To effectively confront advancing threats, organisations need to:

  • Embrace cloud-native protection: With the surge in cloud adoption, businesses must prioritise safeguarding cloud native applications. As outlined above, cloud environments have become prime targets for cyberattacks, necessitating comprehensive visibility into applications and APIs to mitigate misconfigurations and vulnerabilities.

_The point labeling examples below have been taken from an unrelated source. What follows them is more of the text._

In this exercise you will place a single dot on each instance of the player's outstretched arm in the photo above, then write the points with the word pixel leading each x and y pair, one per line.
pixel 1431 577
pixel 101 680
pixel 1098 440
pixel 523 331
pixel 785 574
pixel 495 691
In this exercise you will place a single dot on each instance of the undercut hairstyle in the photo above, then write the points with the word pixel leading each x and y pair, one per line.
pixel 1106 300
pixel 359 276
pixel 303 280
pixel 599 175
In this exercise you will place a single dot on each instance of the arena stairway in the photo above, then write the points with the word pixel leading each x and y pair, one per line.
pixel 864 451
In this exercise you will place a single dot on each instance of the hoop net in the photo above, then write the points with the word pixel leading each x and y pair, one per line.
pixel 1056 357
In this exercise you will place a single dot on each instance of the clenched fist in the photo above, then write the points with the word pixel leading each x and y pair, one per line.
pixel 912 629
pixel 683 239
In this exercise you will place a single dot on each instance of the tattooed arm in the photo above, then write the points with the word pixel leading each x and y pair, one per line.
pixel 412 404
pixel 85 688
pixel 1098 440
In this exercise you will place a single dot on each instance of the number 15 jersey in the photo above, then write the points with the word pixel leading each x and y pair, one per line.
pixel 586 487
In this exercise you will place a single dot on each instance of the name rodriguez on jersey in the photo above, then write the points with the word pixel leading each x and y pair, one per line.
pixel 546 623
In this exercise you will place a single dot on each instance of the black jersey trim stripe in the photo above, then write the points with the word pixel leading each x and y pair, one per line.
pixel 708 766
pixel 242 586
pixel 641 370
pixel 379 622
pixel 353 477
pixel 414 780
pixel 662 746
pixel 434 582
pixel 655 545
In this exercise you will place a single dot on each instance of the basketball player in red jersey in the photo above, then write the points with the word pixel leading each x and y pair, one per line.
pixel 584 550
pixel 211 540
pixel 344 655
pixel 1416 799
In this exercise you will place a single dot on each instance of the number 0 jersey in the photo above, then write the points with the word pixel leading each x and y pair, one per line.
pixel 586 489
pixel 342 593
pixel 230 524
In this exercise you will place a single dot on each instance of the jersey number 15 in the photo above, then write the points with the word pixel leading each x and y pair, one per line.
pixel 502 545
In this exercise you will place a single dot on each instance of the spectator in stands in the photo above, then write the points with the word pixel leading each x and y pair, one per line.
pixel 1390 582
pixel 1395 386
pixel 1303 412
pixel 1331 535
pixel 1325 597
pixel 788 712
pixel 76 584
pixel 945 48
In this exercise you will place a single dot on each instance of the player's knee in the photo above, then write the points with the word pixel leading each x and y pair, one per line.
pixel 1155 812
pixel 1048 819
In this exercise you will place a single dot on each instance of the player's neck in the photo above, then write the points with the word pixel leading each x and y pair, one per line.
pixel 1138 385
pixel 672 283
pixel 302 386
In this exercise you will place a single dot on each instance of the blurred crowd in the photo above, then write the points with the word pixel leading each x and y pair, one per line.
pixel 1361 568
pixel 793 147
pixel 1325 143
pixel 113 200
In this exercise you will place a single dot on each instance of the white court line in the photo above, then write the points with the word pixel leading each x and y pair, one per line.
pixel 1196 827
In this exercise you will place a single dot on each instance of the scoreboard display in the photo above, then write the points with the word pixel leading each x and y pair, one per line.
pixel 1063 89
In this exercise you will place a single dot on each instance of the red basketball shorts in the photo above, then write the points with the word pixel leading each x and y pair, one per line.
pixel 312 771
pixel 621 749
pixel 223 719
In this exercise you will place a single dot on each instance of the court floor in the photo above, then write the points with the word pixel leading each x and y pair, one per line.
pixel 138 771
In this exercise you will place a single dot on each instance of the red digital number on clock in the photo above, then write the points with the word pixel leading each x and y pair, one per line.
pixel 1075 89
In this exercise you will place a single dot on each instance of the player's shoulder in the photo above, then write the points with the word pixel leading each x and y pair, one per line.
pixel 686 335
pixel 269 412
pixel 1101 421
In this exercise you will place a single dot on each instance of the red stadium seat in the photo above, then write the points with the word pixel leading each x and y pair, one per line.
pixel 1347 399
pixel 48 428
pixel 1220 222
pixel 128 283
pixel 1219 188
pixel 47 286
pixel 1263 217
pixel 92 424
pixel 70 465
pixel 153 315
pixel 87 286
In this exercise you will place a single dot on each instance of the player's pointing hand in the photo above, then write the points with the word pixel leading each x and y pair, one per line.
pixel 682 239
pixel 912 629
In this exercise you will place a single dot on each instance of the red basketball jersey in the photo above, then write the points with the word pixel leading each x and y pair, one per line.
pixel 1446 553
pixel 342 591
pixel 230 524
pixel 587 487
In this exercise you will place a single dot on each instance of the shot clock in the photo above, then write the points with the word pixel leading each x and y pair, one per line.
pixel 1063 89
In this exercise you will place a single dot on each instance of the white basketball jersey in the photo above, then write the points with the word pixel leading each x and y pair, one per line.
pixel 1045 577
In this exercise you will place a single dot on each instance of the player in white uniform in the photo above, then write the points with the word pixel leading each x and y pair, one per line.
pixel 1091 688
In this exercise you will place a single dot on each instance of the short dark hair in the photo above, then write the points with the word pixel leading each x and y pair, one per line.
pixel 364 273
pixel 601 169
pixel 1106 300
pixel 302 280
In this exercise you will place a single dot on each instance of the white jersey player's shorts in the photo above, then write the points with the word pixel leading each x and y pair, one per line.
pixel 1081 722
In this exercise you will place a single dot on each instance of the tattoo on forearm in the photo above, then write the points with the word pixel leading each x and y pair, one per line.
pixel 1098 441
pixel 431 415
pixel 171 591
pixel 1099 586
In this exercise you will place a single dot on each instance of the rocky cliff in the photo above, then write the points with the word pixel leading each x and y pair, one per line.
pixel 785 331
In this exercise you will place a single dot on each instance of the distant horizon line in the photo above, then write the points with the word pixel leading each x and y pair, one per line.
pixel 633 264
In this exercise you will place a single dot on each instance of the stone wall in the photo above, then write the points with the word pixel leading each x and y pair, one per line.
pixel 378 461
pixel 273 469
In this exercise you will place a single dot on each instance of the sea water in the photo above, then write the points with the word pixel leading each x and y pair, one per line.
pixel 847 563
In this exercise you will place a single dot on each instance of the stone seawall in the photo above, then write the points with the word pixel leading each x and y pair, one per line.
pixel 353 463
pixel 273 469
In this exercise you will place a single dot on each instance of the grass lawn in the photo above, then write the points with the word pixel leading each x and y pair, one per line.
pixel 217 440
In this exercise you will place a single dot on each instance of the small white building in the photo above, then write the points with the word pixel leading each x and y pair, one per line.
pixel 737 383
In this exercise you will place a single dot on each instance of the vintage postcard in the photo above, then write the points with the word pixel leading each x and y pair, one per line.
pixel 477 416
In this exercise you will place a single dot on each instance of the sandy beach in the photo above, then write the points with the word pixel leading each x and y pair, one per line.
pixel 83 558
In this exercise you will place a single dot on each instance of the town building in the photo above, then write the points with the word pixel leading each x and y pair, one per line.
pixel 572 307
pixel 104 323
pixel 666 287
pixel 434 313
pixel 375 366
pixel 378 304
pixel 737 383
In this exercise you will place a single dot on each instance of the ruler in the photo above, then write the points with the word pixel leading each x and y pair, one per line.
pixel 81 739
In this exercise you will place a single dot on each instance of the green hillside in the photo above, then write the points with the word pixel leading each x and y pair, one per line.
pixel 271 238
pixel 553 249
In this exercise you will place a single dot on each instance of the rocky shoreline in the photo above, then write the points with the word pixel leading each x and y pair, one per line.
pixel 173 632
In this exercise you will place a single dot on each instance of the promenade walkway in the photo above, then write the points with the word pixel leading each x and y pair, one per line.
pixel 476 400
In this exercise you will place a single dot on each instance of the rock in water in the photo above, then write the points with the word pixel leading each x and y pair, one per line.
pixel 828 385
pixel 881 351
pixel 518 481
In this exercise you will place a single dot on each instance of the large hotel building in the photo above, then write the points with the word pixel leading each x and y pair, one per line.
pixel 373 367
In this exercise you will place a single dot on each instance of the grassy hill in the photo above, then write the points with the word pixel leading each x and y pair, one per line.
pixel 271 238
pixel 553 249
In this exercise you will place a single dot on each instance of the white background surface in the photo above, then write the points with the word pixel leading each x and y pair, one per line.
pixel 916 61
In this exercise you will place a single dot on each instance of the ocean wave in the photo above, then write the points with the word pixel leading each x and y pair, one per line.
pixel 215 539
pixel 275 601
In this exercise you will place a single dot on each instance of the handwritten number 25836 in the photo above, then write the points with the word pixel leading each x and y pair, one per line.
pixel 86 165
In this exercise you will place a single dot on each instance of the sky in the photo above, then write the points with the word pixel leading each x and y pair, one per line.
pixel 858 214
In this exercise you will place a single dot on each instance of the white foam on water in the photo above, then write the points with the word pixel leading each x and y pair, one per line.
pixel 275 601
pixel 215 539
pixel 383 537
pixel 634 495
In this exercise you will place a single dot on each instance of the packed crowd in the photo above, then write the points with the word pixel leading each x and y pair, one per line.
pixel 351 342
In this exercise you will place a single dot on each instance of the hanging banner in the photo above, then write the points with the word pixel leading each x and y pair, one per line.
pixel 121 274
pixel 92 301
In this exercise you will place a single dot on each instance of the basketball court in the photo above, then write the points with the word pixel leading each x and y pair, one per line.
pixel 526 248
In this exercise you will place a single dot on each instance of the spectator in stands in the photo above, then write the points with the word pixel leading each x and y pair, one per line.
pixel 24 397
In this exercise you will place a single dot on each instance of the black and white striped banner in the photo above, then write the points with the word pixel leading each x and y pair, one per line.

Leveraging Cloud Native Application Protection Platforms (CNAPPs) provide unified visibility, context, and control across an organisation’s entire cloud environment. It can automatically discover cloud assets, monitor communications between services, detect misconfigurations and compliance risks, and identify runtime threats targeting cloud workloads. Integrating a CNAPP is essential to securing cloud migrations by continuously monitoring for risks and protecting workloads across build, deployment and runtime.
  • Implement robust multi factor authentication (MFA):  In 2023, identity-based and social engineering attacks experienced a sharp uptick due to their high success rates. The repercussions of stolen credentials are swift and severe, granting adversaries immediate access and control – a direct pathway to a breach. To effectively combat these evolving threats, organisations must prioritise implementing phishing-resistant multi factor authentication. Adopting MFA provides critical protection against stolen credentials, which remain a prevalent threat actor. MFA requires users to verify their identity with additional factors such as one-time passcodes, biometric scans, or security keys. Implement MFA across all critical access points including VPNs, email, cloud apps, and privileged accounts. Educate users on enabling MFA and best practices.
  • Enhance enterprise visibility:  Combatting adversaries who exploit valid credentials requires a holistic view across identity, cloud, endpoint, and data protection telemetry. The proliferation of disparate security tools – averaging 45+ per enterprise – creates data silos and hampers visibility. Consolidating into a unified security platform equipped with AI capabilities streamlines operations, providing comprehensive visibility and facilitating swift breach detection and response.
  • Boost operational efficiency: Adversaries move swiftly within compromised environments, demanding agility from defenders. Legacy SIEM solutions fall short in speed, complexity, and cost effectiveness. Therefore, it is important to adopt security platforms that are faster, simpler, and more cost-effective, provide consolidated detection and response capabilities across first and third party domains, and consider 24/7 managed detection and response (MDR) services for enhanced efficiency and threat detection. This reduces dwell time from months to minutes.
  • Foster a cybersecurity culture: While technology is pivotal, user awareness remains vital in breach prevention. Initiate user awareness training programs to combat phishing, social engineering, and other threats. Promote a culture of continuous improvement through tabletop exercises and red/blue teaming. Red team simulations reveal response gaps against real-world attacks. Use these results to improve detection and response capabilities. A culture focused on security strengthens readiness against attacks.

With threat actors constantly evolving their tactics, techniques and procedures (TTPs), organisations must stay agile and use intelligence to inform defenses. Leveraging solutions that enhance visibility, AI and automate processes will be key to cost-effectively fighting today’s advanced threats. But it also takes vigilance, training and collaboration across security teams to beat attackers at their own game.